#MeToo in the South Korean Judiciary

Portrait of Holly Seo-Nyeong Jo

Holly Seo-Nyeong Jo is a sixth-year PhD candidate in the Department of Political Science. Seo-Nyeong explains she came to the United States from South Korea “when [she] was fourteen with nothing more than two bulky suitcases.”

It was essential for Seo-Nyeong to become independent at a very young age. “My parents don’t speak English,” she explains. “I am the first in my immediate family to graduate from a four-year college and the first in my immediate family to complete graduate school, as well as to study in the US.”

Completing undergraduate studies at Macalester, Seo-Nyeong came to love the Twin Cities. “When I was applying for a PhD in the US, I was actually thinking of applying only to the University of Minnesota,” Seo-Nyeong says. “That’s how much I wanted to come here. I was discouraged from only applying to one school, but I think it was meant to be. I wasted my application fees.”

Back to South Korea

Although she was the first in her family to study in the US, Seo-Nyeong’s research brought her back to South Korea.

“While sexual violence or violence against women is a worldwide tragedy,” Seo-Nyeong affirms, “the #MeToo movement had gone viral especially in Korea to the extent that, according to UN Women, #MeToo (#미투 in Korean) has ranked the third most tweeted hashtag from January 2016 to May 2019, following #MeToo in English and #YoTambien in Spanish. Given the size of world populations that use each language, #미투 postings are proportionally the largest.”
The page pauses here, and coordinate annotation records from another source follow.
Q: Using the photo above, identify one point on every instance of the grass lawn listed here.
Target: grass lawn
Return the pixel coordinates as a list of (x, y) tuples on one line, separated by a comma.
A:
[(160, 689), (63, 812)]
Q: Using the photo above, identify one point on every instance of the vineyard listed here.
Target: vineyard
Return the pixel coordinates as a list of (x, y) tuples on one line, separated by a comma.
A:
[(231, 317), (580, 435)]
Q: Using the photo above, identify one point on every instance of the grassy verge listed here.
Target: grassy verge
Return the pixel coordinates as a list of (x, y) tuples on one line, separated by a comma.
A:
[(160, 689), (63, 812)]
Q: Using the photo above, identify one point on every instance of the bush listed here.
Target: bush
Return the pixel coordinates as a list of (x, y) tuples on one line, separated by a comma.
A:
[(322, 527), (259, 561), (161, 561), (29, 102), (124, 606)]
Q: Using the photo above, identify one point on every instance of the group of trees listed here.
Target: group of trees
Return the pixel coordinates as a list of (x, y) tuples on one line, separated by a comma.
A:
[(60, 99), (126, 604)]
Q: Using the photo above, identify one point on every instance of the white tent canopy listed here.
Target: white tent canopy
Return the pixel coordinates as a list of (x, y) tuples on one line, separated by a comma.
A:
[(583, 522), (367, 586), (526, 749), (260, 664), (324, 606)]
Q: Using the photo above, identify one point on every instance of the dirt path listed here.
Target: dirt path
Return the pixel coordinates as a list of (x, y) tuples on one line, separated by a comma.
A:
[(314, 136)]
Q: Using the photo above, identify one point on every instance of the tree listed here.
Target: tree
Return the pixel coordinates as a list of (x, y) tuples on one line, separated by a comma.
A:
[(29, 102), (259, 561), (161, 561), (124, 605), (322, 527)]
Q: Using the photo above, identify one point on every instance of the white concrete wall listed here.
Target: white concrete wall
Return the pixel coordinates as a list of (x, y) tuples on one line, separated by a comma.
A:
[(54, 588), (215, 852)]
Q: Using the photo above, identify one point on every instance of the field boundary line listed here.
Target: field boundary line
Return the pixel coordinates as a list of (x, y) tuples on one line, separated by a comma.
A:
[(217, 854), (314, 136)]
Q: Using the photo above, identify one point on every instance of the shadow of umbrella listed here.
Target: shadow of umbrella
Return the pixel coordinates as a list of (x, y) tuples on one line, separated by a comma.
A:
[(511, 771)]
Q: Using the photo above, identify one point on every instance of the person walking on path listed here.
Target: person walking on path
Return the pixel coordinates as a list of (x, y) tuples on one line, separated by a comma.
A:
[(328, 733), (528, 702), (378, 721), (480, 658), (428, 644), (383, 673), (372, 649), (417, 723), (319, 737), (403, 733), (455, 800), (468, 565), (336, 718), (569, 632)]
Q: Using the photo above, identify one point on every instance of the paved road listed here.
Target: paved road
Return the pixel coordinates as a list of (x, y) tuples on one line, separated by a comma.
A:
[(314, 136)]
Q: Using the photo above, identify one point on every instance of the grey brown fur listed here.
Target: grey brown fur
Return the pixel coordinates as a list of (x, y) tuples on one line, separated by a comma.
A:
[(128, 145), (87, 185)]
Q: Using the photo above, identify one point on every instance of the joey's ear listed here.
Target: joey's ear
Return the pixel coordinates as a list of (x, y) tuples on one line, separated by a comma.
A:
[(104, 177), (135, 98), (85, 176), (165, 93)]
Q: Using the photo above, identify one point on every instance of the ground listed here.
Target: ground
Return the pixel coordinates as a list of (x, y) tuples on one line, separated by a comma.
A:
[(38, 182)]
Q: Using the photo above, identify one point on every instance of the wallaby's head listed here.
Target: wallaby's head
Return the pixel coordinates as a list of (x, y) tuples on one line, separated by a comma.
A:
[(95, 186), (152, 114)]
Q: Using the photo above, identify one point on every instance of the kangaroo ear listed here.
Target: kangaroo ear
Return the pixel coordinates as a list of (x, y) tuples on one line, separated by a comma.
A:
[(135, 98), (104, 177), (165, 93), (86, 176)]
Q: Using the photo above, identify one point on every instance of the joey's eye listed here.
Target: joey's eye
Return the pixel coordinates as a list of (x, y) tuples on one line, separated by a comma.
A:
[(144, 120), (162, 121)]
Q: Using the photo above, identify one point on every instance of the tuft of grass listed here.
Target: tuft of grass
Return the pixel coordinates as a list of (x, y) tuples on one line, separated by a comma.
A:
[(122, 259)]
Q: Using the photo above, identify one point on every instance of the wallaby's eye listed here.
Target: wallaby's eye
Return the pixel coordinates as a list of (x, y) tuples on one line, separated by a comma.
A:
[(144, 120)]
Does a Judge’s Gender Matter?

After taking a graduate seminar with Professor Lisa Hilbink on law and courts, Seo-Nyeong’s interest in the judiciary was piqued. Initial research on the Korean judiciary led Seo-Nyeong to find out that “secondary victimization” in the courtroom during trials was one of the serious issues pointed out by women’s activist groups and sexual assault survivors.
 
The big question in Seo-Nyeong’s research is: “Does a judge’s gender matter in deciding rape cases?” Specifically, does the presence of a female judge on the multi-judge panel, as well as her position in the panel, have an impact on making her voice heard among male judges in a hierarchical environment and consequently affect the outcome of sexual assault criminal cases?

An Award-Winning Scholar

Seo-Nyeong has recently won three competitive and prestigious awards that will bolster her dissertation research. The American Political Science Association chose Seo-Nyeong as a winner of their Doctoral Dissertation Research Improvement Grant, which is funded by the National Science Foundation, and the Huang Hsing Chun-tu Hsueh International Fellowship. “I will use these grants mainly for travel expenses and data collection during my ongoing field research in Korea,” Seo-Nyeong explains. 
 
In addition, the University of Minnesota Graduate School awarded Seo-Nyeong a Leadership in Equity, Inclusion, and Diversity (LEID) fellowship, which will provide financial support during the COVID-19 pandemic. The pandemic has extended Seo-Nyeong’s field research in South Korea. Originally intending to be in Korea from January to May 2020, Seo-Nyeong has not been able to return to the United States. The LEID fellowship has allowed Seo-Nyeong to conduct dozens of interviews with judiciary elites in South Korea and expand her qualitative data set.
 
Seo-Nyeong’s research will provide an empirical basis for the normative arguments gender activists are making in South Korea. “This makes my research important,” Seo-Nyeong says, “because it seeks to contribute new theoretical perspectives on gender and judging literature through an exploration of how different gender composition of three-judge panels influence criminal sentencing decisions regarding rape in South Korea—a civil-law country characterized by hierarchical judicial organization, absence of jury trials, and high gender inequality.”